In [1]:
import ast
import random
import time

import numpy as np
import pandas as pd
import torch
import torch.nn as nn
import torch.nn.functional as F
from torch.utils.data import Dataset, DataLoader, Subset, random_split
from sklearn.model_selection import KFold

In [15]:
import pandas as pd

# Load parts with durations
part1 = pd.read_csv("data_processed/data_part1.csv")
part2 = pd.read_csv("data_processed/data_part2.csv")
reconstructed_dataset = pd.read_csv("data_processed/reconstructed_ordered_events.csv")
# Merge them vertically
duration_df = pd.concat([part1, part2], ignore_index=True)


In [16]:
print("Sequences:", len(reconstructed_dataset))
print("Durations:", len(duration_df))

# Optional: check a few row lengths
for i in range(5):
    print(f"Seq {i} = {len((reconstructed_dataset['sequence'][i]))}, Dur = {len(eval(duration_df['durations'][i]))}")


Sequences: 2775
Durations: 2775
Seq 0 = 17989, Dur = 2429
Seq 1 = 17256, Dur = 1813
Seq 2 = 11722, Dur = 1248
Seq 3 = 13755, Dur = 1379
Seq 4 = 11598, Dur = 1357


In [18]:
combined_df = reconstructed_dataset.copy()
combined_df['durations'] = duration_df['durations']


In [19]:
combined_df.to_csv("data_processed/reconstructed_with_durations.csv", index=False)


In [24]:
class Vocabulary:
    def __init__(self, reconstructed_df):
        """
        Build vocabulary of unique (note/chord, duration) string tokens.
        """
        self.token_set = set()

        for i in range(len(reconstructed_df)):
            sequence = reconstructed_df['sequence'][i]
            durations = reconstructed_df['durations'][i]

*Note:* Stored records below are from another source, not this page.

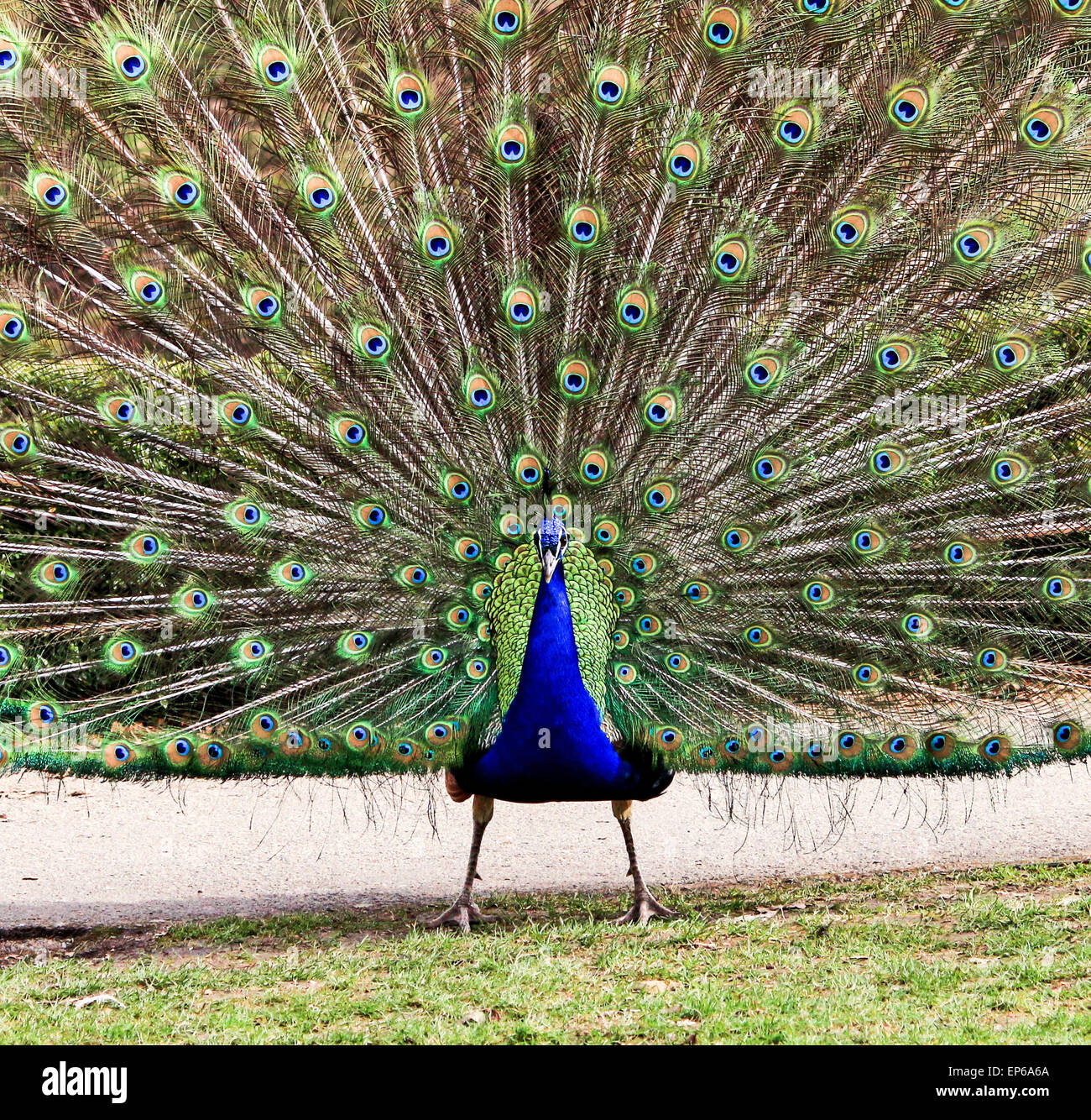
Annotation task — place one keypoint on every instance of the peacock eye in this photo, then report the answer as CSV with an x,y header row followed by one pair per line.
x,y
1042,127
507,17
975,243
183,191
661,409
889,460
851,228
722,27
960,553
9,56
684,161
50,191
274,65
610,86
769,468
409,94
130,62
634,307
318,193
796,127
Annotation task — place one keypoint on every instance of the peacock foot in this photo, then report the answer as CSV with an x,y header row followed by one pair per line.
x,y
645,908
460,915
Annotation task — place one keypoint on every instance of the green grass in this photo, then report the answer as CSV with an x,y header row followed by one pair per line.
x,y
992,955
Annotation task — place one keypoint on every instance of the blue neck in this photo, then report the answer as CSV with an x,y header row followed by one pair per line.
x,y
552,746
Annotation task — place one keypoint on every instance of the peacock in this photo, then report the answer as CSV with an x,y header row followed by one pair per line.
x,y
552,395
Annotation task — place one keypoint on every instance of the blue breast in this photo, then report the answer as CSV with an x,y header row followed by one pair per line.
x,y
552,746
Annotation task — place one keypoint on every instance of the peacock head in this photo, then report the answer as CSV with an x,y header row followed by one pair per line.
x,y
552,541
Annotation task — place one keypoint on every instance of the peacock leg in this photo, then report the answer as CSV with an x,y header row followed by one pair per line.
x,y
645,905
465,909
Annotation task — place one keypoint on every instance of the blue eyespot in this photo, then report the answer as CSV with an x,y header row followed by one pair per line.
x,y
905,110
969,245
1037,130
55,195
760,373
609,91
791,131
846,233
728,264
186,193
321,197
720,34
506,23
134,65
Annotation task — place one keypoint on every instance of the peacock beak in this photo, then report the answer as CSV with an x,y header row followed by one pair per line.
x,y
550,560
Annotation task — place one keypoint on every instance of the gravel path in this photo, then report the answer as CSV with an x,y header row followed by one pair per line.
x,y
84,851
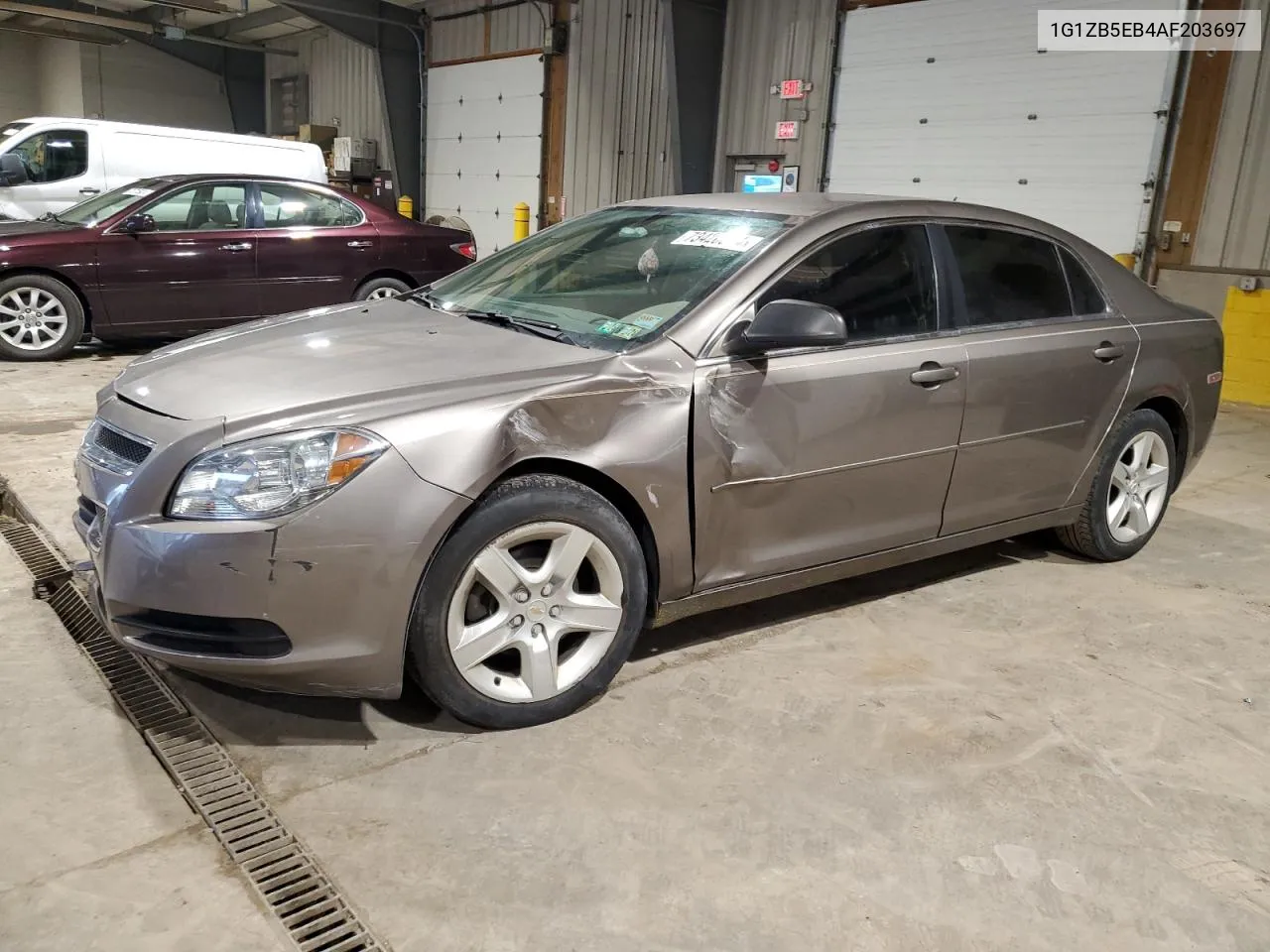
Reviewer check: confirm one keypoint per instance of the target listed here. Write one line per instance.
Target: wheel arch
(1171, 409)
(386, 273)
(56, 276)
(621, 499)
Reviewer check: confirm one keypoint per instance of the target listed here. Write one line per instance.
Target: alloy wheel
(535, 612)
(1139, 488)
(32, 318)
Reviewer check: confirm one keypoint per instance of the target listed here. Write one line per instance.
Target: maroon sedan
(171, 257)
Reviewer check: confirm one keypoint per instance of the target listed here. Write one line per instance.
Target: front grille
(116, 443)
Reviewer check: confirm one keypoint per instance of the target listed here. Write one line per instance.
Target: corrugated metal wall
(617, 123)
(769, 42)
(513, 28)
(1234, 226)
(344, 85)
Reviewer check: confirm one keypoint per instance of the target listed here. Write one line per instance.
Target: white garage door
(485, 144)
(951, 99)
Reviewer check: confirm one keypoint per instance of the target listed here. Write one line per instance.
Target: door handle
(1107, 352)
(931, 375)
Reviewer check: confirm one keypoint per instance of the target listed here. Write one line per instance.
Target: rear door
(195, 271)
(1049, 368)
(314, 248)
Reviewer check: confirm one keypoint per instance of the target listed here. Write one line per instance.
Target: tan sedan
(494, 484)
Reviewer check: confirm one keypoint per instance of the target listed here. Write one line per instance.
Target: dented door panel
(810, 458)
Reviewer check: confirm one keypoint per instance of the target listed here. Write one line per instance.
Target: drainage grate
(39, 555)
(285, 875)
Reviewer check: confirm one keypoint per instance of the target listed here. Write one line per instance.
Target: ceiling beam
(253, 21)
(39, 27)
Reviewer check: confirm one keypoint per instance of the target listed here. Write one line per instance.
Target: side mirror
(139, 223)
(12, 171)
(788, 324)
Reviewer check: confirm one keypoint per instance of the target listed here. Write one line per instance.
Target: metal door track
(284, 874)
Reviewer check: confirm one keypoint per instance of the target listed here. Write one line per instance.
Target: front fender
(629, 422)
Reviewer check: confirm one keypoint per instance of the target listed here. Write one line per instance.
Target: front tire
(41, 318)
(1130, 492)
(531, 607)
(377, 289)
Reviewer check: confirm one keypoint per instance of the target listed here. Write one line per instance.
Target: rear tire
(531, 607)
(1130, 492)
(41, 318)
(377, 289)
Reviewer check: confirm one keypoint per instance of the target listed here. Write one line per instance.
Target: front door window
(880, 281)
(207, 207)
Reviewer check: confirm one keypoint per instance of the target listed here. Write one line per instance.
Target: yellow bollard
(521, 221)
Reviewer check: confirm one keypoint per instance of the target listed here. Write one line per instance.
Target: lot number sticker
(726, 240)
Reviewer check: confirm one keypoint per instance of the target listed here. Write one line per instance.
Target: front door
(194, 271)
(1049, 370)
(314, 248)
(810, 457)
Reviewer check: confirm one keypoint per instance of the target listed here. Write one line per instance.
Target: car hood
(12, 229)
(339, 359)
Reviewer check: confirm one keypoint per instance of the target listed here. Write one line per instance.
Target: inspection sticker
(620, 329)
(726, 240)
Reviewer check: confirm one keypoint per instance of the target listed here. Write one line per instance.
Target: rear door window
(1008, 277)
(289, 207)
(1086, 298)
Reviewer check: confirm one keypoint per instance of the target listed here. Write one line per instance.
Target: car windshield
(10, 130)
(102, 207)
(611, 278)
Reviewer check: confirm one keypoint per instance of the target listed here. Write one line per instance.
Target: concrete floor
(1005, 749)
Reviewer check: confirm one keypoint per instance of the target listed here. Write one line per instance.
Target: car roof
(801, 203)
(815, 204)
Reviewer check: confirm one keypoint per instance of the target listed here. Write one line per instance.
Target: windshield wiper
(527, 325)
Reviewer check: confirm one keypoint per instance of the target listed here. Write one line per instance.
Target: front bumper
(336, 580)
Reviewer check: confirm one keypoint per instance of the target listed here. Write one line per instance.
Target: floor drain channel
(282, 871)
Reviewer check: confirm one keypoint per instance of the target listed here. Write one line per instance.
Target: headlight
(272, 476)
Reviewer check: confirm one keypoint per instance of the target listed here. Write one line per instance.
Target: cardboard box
(354, 157)
(320, 135)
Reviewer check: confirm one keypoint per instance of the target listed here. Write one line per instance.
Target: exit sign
(786, 130)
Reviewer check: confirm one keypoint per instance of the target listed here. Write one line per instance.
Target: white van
(50, 164)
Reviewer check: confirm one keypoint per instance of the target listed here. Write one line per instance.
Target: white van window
(12, 130)
(207, 207)
(287, 207)
(55, 155)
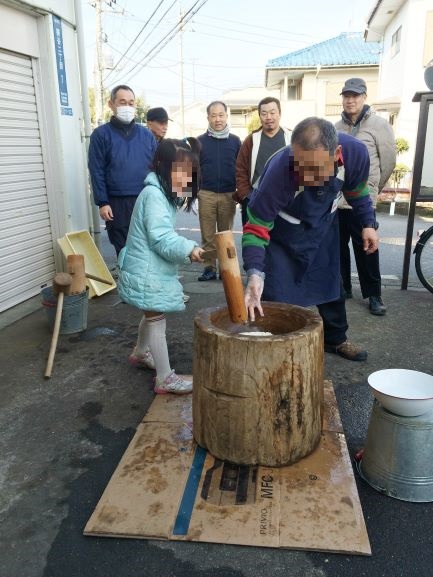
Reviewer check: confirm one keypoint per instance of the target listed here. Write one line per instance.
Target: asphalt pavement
(61, 439)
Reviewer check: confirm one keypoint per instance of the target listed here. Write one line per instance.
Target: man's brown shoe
(348, 351)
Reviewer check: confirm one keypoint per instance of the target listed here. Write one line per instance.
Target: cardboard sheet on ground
(166, 487)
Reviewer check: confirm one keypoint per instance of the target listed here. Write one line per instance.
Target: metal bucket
(398, 455)
(74, 312)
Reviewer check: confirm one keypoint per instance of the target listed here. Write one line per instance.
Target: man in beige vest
(359, 120)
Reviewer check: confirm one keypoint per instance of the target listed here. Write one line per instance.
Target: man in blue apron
(290, 245)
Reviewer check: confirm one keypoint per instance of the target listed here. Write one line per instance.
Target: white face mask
(125, 114)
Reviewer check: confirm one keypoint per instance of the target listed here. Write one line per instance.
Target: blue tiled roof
(349, 48)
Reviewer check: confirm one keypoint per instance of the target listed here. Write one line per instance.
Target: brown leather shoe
(348, 351)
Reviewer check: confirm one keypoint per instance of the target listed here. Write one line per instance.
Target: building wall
(402, 74)
(320, 93)
(27, 32)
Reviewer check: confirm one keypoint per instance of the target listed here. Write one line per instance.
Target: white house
(241, 104)
(43, 179)
(405, 30)
(309, 81)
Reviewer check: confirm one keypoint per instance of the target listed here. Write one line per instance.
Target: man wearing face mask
(120, 156)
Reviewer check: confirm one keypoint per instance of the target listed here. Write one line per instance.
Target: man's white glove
(253, 294)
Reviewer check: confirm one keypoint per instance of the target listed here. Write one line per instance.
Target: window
(294, 90)
(395, 42)
(428, 39)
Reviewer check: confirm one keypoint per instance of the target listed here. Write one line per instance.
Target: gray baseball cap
(356, 85)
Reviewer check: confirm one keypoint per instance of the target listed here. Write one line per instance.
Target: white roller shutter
(26, 245)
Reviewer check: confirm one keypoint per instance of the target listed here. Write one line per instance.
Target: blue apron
(302, 262)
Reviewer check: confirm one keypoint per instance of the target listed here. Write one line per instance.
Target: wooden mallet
(61, 286)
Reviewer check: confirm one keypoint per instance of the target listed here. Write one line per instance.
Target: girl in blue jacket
(148, 264)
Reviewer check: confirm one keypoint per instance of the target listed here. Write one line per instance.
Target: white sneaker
(143, 360)
(172, 384)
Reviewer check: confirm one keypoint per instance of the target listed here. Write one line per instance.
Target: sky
(224, 46)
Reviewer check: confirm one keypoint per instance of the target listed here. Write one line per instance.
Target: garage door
(26, 245)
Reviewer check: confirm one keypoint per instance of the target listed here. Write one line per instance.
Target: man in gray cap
(157, 121)
(359, 120)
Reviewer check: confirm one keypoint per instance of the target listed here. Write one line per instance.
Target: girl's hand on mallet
(196, 254)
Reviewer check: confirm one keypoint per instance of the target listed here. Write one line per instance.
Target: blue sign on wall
(60, 59)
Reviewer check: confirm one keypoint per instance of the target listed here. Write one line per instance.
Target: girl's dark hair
(169, 151)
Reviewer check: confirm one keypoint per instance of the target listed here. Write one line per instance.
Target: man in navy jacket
(219, 150)
(120, 157)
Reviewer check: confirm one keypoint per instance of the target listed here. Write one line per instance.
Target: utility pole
(182, 106)
(99, 66)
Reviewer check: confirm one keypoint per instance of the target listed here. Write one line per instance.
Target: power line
(167, 38)
(150, 33)
(135, 39)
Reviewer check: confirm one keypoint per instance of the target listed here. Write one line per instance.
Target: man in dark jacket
(218, 181)
(290, 242)
(120, 157)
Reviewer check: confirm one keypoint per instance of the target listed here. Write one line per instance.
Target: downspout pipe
(96, 227)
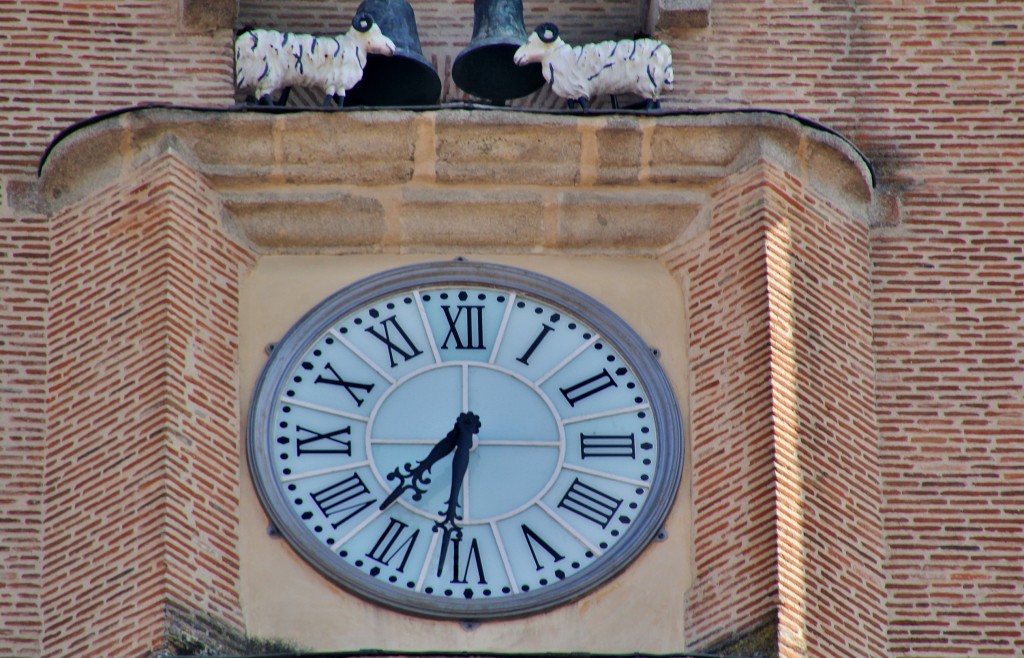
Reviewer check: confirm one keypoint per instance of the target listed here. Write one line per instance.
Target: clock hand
(415, 478)
(467, 425)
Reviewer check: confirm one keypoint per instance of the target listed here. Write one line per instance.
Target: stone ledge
(393, 180)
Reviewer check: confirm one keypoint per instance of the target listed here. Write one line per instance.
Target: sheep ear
(548, 32)
(363, 23)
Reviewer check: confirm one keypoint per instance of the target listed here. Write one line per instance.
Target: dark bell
(403, 79)
(484, 69)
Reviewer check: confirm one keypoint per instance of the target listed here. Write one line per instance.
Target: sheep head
(369, 34)
(542, 41)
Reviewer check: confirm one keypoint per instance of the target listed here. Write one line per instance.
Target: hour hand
(415, 478)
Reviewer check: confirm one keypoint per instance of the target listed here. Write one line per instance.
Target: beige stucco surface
(640, 610)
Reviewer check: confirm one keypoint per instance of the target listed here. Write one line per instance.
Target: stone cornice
(466, 176)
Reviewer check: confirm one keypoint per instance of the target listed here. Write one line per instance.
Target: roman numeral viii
(346, 497)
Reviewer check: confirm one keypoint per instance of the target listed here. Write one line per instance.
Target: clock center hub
(514, 457)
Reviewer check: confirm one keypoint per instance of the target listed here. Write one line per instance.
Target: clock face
(465, 440)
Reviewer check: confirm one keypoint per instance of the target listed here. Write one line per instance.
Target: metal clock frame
(642, 360)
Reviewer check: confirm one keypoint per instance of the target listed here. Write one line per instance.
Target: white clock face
(465, 440)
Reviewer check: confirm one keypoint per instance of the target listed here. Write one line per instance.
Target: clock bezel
(288, 353)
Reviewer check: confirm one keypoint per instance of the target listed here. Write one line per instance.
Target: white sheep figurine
(641, 67)
(267, 61)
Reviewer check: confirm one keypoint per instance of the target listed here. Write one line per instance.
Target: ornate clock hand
(416, 479)
(467, 425)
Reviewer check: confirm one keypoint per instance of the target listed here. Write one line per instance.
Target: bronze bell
(484, 69)
(403, 79)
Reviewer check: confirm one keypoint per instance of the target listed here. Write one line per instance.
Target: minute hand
(416, 479)
(467, 425)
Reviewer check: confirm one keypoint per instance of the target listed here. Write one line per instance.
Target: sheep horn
(548, 32)
(363, 22)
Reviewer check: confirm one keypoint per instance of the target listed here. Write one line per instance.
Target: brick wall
(141, 465)
(24, 253)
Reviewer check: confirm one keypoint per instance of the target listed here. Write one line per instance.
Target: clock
(465, 440)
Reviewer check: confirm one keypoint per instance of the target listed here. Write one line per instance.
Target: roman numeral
(524, 359)
(466, 327)
(332, 445)
(407, 351)
(472, 560)
(391, 542)
(531, 539)
(337, 381)
(590, 503)
(607, 445)
(343, 498)
(588, 387)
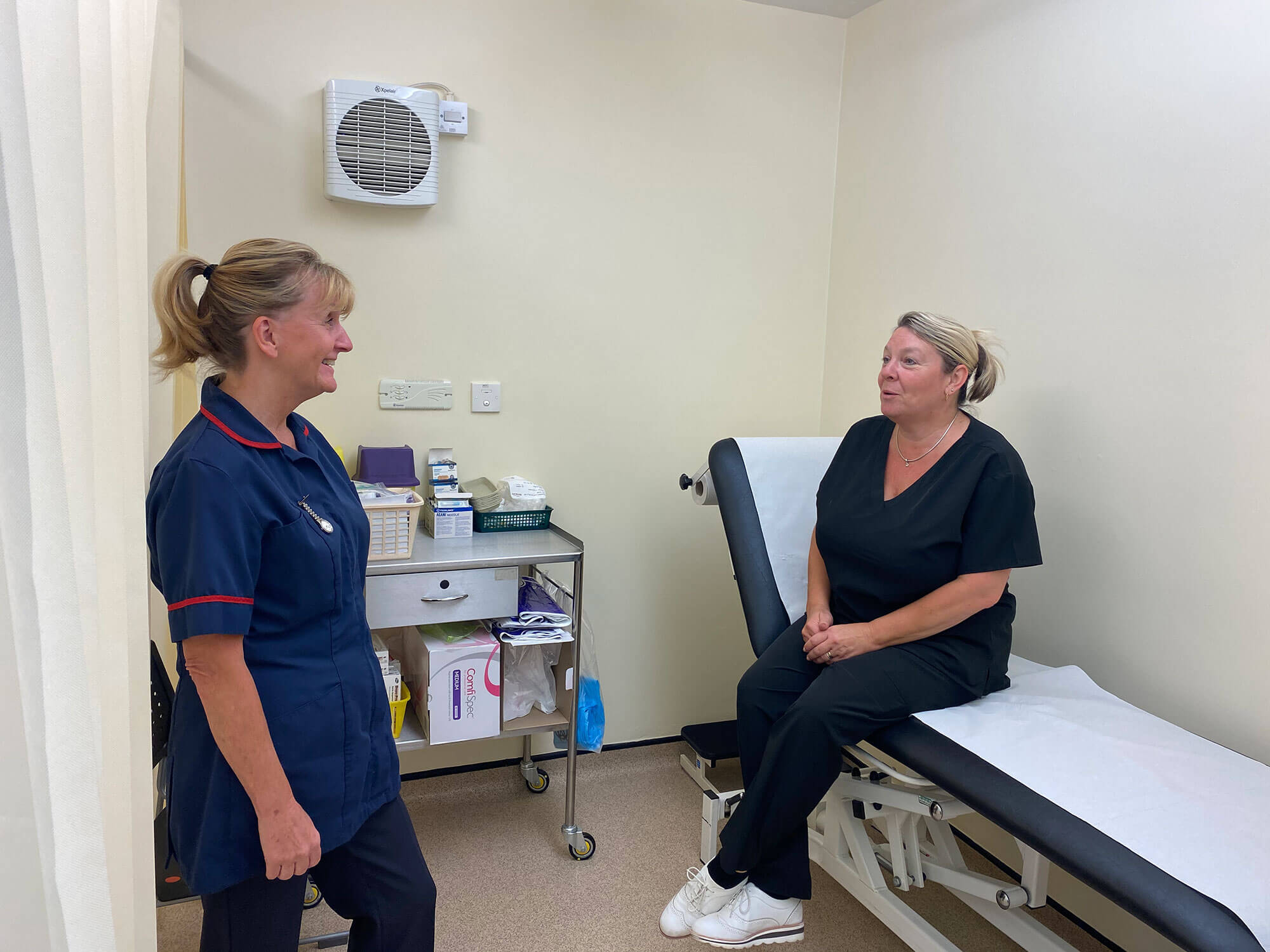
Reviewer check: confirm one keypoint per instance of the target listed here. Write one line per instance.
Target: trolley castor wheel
(586, 852)
(313, 896)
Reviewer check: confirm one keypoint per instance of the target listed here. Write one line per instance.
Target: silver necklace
(907, 461)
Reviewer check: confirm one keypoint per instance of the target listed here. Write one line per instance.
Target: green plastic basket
(512, 522)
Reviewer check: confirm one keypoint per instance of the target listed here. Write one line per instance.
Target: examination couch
(885, 824)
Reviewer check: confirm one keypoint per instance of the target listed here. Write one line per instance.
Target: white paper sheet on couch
(1189, 807)
(784, 475)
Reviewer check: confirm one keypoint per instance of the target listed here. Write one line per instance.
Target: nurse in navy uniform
(283, 760)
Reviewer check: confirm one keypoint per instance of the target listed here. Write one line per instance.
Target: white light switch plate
(454, 119)
(487, 398)
(416, 394)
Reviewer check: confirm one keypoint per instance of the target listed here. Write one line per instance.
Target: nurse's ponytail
(256, 277)
(959, 345)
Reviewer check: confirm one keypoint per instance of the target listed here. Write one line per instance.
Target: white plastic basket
(393, 526)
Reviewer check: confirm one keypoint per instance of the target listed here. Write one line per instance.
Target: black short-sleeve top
(972, 512)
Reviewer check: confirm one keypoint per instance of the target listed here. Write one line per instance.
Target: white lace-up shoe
(752, 918)
(699, 897)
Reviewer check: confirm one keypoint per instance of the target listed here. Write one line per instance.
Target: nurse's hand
(290, 842)
(839, 643)
(817, 621)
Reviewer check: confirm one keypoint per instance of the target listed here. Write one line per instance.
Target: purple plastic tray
(393, 466)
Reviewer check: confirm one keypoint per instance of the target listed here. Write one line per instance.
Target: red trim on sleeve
(231, 433)
(204, 600)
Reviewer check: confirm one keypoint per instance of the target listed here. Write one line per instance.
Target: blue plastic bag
(591, 718)
(591, 703)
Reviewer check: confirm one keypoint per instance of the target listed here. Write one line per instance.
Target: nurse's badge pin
(324, 525)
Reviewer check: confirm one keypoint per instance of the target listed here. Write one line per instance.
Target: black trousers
(378, 879)
(793, 718)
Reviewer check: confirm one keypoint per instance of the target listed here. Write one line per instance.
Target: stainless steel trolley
(388, 598)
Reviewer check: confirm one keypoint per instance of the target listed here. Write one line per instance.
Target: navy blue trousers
(378, 879)
(793, 718)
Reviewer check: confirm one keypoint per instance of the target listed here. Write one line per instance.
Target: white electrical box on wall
(487, 398)
(454, 119)
(416, 394)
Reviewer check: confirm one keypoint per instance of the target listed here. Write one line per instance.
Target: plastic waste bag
(528, 678)
(591, 703)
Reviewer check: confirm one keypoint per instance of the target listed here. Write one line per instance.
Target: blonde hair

            if isinstance(sequence, str):
                sequence = eval(sequence)
            if isinstance(durations, str):
                durations = eval(durations)

            assert len(sequence) == len(durations)

            for event, duration in zip(sequence, durations):
                if isinstance(event, list):
                    note_part = "-".join(map(str, sorted(event)))
                else:
                    note_part = str(event)
                token = f"{note_part}_{duration}"
                self.token_set.add(token)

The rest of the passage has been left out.